Anywho, on to the lesson.  Currently, I’m reading Blackgammon, which is the story of two black American women who are searching for love (or maybe running from it) and freedom in Europe. The book has been right on time, so naturally, I was really into it when it was time for me to change trains at Five Points.  As I stood on the platform waiting for a westbound train, enthralled by my book, I heard the whir of a train pass me.  I looked up and saw the lights of the train leaving me.  Oh no! I thought…  I have to wait 6 whole minutes for the next train.  Sheesh!  Me and this dangblasted book.  How in the world did I completely not hear the train when it arrived?  (Another reason is because it was a short train–the Bankhead train, which is about half the size of a normal MARTA train and I was too far down on the platform.)
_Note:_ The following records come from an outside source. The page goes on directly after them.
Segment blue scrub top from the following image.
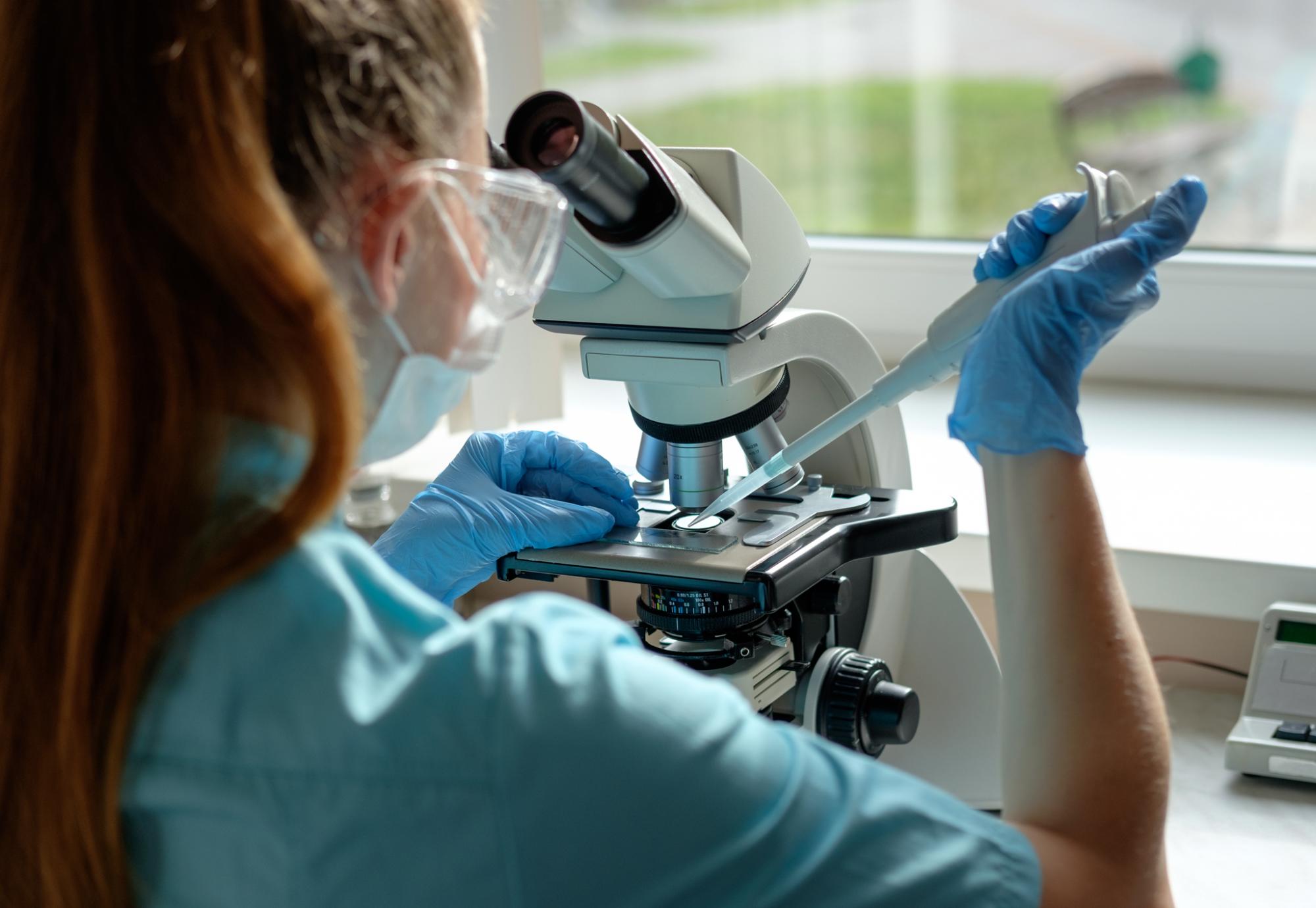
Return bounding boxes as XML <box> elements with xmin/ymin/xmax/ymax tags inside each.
<box><xmin>122</xmin><ymin>426</ymin><xmax>1040</xmax><ymax>908</ymax></box>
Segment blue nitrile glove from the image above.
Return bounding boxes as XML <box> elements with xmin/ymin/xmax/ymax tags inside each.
<box><xmin>974</xmin><ymin>192</ymin><xmax>1087</xmax><ymax>280</ymax></box>
<box><xmin>375</xmin><ymin>432</ymin><xmax>640</xmax><ymax>603</ymax></box>
<box><xmin>950</xmin><ymin>176</ymin><xmax>1207</xmax><ymax>457</ymax></box>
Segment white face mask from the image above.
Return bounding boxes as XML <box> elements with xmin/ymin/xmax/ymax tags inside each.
<box><xmin>340</xmin><ymin>161</ymin><xmax>569</xmax><ymax>466</ymax></box>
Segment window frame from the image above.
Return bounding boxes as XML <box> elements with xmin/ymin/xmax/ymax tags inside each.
<box><xmin>484</xmin><ymin>0</ymin><xmax>1316</xmax><ymax>393</ymax></box>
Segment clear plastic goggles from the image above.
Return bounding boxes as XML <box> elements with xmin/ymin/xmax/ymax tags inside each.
<box><xmin>353</xmin><ymin>159</ymin><xmax>569</xmax><ymax>372</ymax></box>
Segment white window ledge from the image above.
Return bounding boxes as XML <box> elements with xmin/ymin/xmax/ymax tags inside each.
<box><xmin>384</xmin><ymin>355</ymin><xmax>1316</xmax><ymax>620</ymax></box>
<box><xmin>901</xmin><ymin>383</ymin><xmax>1316</xmax><ymax>620</ymax></box>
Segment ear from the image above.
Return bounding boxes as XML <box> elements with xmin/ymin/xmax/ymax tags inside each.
<box><xmin>358</xmin><ymin>179</ymin><xmax>420</xmax><ymax>312</ymax></box>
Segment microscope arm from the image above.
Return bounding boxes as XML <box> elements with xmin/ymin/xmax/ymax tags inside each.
<box><xmin>982</xmin><ymin>450</ymin><xmax>1171</xmax><ymax>905</ymax></box>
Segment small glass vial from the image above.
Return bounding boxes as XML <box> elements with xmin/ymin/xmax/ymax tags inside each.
<box><xmin>342</xmin><ymin>470</ymin><xmax>397</xmax><ymax>545</ymax></box>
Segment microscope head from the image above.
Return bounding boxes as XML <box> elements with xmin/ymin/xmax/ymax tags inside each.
<box><xmin>505</xmin><ymin>92</ymin><xmax>809</xmax><ymax>511</ymax></box>
<box><xmin>505</xmin><ymin>92</ymin><xmax>809</xmax><ymax>343</ymax></box>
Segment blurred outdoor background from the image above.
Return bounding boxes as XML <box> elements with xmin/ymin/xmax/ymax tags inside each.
<box><xmin>541</xmin><ymin>0</ymin><xmax>1316</xmax><ymax>251</ymax></box>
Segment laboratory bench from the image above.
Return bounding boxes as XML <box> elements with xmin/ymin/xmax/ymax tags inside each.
<box><xmin>1165</xmin><ymin>680</ymin><xmax>1316</xmax><ymax>908</ymax></box>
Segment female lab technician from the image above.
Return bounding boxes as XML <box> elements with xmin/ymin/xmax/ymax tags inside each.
<box><xmin>0</xmin><ymin>0</ymin><xmax>1205</xmax><ymax>908</ymax></box>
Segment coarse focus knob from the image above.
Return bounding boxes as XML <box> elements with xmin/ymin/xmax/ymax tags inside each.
<box><xmin>817</xmin><ymin>647</ymin><xmax>919</xmax><ymax>757</ymax></box>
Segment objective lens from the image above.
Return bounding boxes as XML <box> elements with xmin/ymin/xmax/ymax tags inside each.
<box><xmin>667</xmin><ymin>441</ymin><xmax>726</xmax><ymax>511</ymax></box>
<box><xmin>736</xmin><ymin>413</ymin><xmax>804</xmax><ymax>495</ymax></box>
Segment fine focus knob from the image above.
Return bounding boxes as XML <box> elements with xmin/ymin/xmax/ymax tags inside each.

So I moved closer to the center of the platform and took a seat and began reading again, careful to glance up every minute or so at the sign announcing the wait time for the next train.  The next train came. Something felt very wrong about it as I stood there missing another train.  Then it dawned on me!  I wasn’t supposed to catch that train–it’s going in the wrong direction!  I was supposed to be waiting on the eastbound train!!  Too hot (and lazy) to run, I took my time and went around the station to get to the eastbound platform.  And sure enough, when I got to the platform, a train came.  Right on time.

<MESSAGE!>

In life, sometimes things seem to be going right and then suddenly, something happens to derail all of it and you’re left wondering “How in the world did that happen?”  Or sometimes although things are great, you come to a unexpected juncture, and you think you’re going the right way, but then you realize that way has a barbed wire fence blocking it.  Maybe, just maybe, it’s there for a reason. Maybe that missed out opportunity wasn’t what you were supposed to be doing anyway.  Maybe it would have taken you in the wrong direction, on to the wrong path.  Maybe once you realize that and go to where you need to be, what you need will be there, waiting on you–always right on time.

Disappointments come.  They’re a part of life.  But the perspective surrounding those disappointments can be positive if you remember that everything happens for a reason and the way they’re supposed to.  You just need to be aware and open for some clarity and enlightenment.